I prayed that the bird stayed safe until I reached it. I pulled to the curb and was ready to get out of my car when a small truck zipped past me destroying its life in a second. I lost feeling. I cried. I hurt that parents picking up children at school drove by possibly seeing that bird whose mother was chirping nearby trying to help it. None cared to share a few moments to save its life. None cared to teach their children compassion.

When I think about it, cats and dogs rescued from roadways have become some of the greatest pets for man. All of my pets were street orphans.

My cats Joan and Forest were rescued from roads as kittens. My cat Jack was living feral by a four-lane city street. My dog Trucker was thrown out of a semi truck cab as a puppy.
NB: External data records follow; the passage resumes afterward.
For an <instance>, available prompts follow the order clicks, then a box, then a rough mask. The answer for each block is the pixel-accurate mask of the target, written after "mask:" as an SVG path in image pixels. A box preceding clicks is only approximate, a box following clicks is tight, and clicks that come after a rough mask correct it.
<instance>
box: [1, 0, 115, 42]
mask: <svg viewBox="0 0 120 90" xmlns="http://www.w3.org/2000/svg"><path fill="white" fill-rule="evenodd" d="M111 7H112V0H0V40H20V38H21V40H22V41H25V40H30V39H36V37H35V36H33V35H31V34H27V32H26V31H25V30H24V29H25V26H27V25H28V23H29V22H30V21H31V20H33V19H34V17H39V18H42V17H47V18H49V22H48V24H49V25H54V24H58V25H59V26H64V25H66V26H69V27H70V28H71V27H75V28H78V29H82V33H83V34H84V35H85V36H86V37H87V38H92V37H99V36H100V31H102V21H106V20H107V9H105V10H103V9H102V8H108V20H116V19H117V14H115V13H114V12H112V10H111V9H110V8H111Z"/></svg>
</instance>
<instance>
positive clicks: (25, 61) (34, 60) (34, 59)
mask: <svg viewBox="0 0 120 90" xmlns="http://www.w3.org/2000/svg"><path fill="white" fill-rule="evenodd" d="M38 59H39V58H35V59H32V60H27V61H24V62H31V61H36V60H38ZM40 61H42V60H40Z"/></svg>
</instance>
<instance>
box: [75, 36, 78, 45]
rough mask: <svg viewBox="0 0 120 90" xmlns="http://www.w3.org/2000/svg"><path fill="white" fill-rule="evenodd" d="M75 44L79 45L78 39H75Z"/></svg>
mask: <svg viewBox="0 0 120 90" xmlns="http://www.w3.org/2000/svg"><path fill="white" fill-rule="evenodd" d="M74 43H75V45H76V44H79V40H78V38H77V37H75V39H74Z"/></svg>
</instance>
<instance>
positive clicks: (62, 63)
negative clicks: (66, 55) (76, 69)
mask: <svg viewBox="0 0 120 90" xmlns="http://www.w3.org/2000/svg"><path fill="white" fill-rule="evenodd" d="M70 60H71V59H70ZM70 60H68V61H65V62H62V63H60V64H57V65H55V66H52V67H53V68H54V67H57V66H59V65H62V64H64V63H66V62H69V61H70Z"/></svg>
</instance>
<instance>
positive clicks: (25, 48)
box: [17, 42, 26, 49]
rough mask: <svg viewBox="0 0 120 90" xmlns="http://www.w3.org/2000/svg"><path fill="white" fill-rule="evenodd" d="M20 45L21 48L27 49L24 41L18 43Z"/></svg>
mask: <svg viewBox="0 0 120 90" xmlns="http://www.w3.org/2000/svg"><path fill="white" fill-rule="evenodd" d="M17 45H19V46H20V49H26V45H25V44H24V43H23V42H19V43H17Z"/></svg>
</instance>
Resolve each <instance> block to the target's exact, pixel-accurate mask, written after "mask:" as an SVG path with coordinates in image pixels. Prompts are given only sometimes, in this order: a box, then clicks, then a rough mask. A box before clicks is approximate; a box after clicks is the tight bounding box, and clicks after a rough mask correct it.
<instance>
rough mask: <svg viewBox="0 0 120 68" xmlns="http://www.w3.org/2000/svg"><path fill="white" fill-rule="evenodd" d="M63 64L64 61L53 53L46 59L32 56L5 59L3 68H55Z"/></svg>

My latest rescue was a feral kitten I named Uno. I saw him and other kittens playing on a sidewalk beside a busy street and railroad. Circling back in my car, I ventured on foot into concrete rubble, trash and weeds to find eight kittens of varied sizes living in squalor. I knew their nature to play would lead to death by passing cars or trains. Uno, one month old, was the only kitten I could catch. Today he is waiting for adoption. The other kittens vanished.

Uno reminded me of an orange male tabby that I pulled from a nearby road several years prior.

I was working that day, on assignment when my car came upon an orange tabby lying in the middle of a busy city street. I pulled to the side of the road, stopped and checked it for a pulse. The male cat was still warm – recently deceased. I moved his body out of the road saying “God bless you” and shedding tears.

Judging by his size, this cat obviously had a keeper that fed him. He didn’t wear a collar, but this did not mean no one savored his companionship. Would that owner ever know he died? That’s why I left his body on soft grass at the side of the road.

The words of George Bernard Shaw speak volumes about these memories and my nature to rescue:

“The worst sin towards our fellow creatures is not to hate them, but to be indifferent to them. That’s the essence of inhumanity.”

When it starts at this level – indifference to a being that is in danger, has been injured or is deceased – a person is empty.